I always believed them when they said the universe was 20 billion years old. Now, they're saying it may only be 7 billion.
How are normal anxiety-ridden people supposed to make plans with that kind of misinformation going around?
And don't forget the effect this will have on your Aunt Zelda - who has been saying for a long time that if the universe is 20 billion years old, there may be time for you to amount to something.
I suspect she has already sent a small boy down to the drug store for an ammonia Coke. I could use one myself - with a little lemon, maybe. Or maybe something a little stronger.
And have these people thought about the effect of this new theory may have on the common country-boy belief that when the Big Dipper is upside we're going to get a lot of rain?
Does anybody really care about the Big Dipper anymore? And how many of us are going to wake up at 3 a.m. and wonder how old the Big Dipper is? Not to mention the Little Dipper and the Milky Way.
I wish I could take some comfort from the Los Angeles Times, which reported on this betrayal. I can't. The Times said:
"Astronomers believe the key to any scientific answer is Hubble's constant, which is a measure of the ratio of velocity to distance for remote, receding galaxies."

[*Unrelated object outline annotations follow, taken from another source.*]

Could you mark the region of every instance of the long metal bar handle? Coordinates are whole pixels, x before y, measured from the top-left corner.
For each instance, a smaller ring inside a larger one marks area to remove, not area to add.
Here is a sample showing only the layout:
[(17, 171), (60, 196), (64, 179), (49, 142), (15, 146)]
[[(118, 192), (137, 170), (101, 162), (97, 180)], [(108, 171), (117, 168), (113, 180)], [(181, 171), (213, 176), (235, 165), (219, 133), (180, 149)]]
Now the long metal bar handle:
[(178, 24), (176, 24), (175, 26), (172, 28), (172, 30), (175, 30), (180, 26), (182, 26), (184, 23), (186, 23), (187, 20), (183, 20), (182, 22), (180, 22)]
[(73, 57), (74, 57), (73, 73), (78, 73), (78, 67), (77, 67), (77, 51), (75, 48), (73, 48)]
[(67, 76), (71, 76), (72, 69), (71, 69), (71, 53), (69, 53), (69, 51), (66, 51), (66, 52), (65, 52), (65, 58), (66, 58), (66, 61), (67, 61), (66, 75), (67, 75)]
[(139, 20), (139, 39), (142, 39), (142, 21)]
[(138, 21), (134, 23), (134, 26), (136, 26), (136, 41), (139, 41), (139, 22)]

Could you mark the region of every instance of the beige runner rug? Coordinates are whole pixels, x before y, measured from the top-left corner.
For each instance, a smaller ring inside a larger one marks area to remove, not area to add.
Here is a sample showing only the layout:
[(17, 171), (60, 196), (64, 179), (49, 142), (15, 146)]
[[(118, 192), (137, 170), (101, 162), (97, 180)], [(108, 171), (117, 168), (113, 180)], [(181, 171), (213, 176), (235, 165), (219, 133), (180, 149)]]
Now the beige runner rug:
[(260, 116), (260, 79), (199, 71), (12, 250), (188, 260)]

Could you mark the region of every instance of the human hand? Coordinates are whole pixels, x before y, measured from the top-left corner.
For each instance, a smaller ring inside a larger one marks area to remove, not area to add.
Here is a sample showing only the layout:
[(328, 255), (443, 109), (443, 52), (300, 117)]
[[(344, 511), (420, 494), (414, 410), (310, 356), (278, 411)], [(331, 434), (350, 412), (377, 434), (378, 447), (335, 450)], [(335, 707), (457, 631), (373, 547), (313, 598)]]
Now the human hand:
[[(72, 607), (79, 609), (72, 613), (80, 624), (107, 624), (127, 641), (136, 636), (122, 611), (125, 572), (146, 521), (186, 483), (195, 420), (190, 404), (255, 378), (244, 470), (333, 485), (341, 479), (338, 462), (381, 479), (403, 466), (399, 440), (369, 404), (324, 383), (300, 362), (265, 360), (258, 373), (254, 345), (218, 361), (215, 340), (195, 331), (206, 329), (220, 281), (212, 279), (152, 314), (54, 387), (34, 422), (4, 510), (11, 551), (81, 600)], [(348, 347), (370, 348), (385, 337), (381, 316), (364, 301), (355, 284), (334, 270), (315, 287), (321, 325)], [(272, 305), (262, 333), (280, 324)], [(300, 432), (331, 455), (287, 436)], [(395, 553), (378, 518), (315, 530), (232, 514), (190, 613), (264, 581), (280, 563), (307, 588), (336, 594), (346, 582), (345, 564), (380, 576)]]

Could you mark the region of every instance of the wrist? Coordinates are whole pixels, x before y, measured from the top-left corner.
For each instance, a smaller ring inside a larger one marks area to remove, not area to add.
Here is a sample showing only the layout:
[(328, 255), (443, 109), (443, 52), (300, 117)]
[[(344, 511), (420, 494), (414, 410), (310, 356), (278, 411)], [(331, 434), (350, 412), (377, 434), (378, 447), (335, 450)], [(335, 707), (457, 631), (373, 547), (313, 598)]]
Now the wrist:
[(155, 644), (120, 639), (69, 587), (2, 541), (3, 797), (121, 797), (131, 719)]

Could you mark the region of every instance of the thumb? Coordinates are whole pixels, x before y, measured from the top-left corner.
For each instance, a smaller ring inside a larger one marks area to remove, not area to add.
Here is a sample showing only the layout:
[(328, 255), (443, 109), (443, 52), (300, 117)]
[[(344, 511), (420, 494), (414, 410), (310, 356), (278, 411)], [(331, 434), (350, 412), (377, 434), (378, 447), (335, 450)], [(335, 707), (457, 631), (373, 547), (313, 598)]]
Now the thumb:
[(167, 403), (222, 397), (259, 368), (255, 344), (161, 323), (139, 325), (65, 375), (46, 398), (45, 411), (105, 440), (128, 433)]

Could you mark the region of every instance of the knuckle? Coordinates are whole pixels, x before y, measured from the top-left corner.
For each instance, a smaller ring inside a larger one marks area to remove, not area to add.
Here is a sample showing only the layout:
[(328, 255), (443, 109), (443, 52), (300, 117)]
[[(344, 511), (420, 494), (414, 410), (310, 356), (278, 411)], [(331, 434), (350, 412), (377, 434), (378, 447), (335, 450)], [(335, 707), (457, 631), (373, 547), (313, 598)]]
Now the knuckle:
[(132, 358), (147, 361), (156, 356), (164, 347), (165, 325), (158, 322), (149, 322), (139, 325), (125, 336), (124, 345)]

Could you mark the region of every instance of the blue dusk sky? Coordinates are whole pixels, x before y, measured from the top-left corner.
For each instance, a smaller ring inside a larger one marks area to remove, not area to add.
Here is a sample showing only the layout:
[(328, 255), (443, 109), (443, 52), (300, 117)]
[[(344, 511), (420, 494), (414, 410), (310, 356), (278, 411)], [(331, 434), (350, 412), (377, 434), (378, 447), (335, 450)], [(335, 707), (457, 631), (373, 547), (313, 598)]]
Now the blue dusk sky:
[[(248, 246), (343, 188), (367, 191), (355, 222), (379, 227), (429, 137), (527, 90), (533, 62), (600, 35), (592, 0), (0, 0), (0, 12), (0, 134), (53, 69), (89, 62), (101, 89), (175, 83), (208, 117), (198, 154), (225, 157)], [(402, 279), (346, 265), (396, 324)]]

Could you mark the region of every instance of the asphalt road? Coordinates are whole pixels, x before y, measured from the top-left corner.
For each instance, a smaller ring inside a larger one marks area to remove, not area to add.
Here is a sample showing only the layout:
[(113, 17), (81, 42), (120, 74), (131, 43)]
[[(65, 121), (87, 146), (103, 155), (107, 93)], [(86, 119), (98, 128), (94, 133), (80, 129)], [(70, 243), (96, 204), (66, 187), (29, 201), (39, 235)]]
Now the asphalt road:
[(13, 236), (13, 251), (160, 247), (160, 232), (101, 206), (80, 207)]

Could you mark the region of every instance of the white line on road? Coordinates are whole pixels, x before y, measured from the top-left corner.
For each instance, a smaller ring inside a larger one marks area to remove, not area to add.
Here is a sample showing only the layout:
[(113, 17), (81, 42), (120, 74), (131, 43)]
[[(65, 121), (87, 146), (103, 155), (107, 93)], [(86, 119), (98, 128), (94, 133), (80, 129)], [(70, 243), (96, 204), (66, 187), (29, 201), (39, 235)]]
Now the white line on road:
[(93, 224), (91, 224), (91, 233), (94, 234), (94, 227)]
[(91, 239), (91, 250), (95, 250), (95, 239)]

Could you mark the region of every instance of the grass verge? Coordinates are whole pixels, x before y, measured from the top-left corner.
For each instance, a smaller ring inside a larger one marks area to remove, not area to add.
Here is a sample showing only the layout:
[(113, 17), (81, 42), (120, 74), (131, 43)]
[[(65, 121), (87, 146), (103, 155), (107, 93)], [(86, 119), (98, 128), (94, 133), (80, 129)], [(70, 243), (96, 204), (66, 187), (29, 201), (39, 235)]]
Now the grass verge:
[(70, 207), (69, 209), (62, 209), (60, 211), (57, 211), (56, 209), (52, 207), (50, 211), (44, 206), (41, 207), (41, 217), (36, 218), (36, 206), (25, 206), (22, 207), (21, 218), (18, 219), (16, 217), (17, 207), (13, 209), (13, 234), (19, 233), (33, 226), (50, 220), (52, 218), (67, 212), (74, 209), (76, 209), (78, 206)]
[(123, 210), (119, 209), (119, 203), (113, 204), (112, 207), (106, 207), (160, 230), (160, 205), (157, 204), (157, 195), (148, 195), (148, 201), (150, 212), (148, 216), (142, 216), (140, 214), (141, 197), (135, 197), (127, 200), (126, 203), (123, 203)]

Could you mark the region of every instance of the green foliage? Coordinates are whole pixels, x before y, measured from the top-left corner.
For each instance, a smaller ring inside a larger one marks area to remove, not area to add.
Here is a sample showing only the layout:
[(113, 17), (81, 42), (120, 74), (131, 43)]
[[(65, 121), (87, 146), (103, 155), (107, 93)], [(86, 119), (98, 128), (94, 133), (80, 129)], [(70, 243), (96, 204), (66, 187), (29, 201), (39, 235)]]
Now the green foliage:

Call the bridge and ask where the Green Orion Slave Girl is now that we need her.
The Times continued:
"The right answer holds the key to whether the universe may one day reach the end of its onward rush, reverse, and slowly collapse on itself in what some astronomers like to call the Big Crunch."
And you thought all the reporters on the Los Angeles Times were handling leaks in the O.J. Simpson case.
There are those of us, incidentally, who believe that this Big Crunch will happen several years before they get to opening arguments in the above proceeding.
A mere trusting, naive Radford boy, I had no idea the universe may be tending toward a Big Crunch. If I had known that, I'd have bought more double indemnity insurance.
I guess the best we can do is to stay as far away as possible from those remote, receding galaxies up there.
At least for the next 2 billion years or so.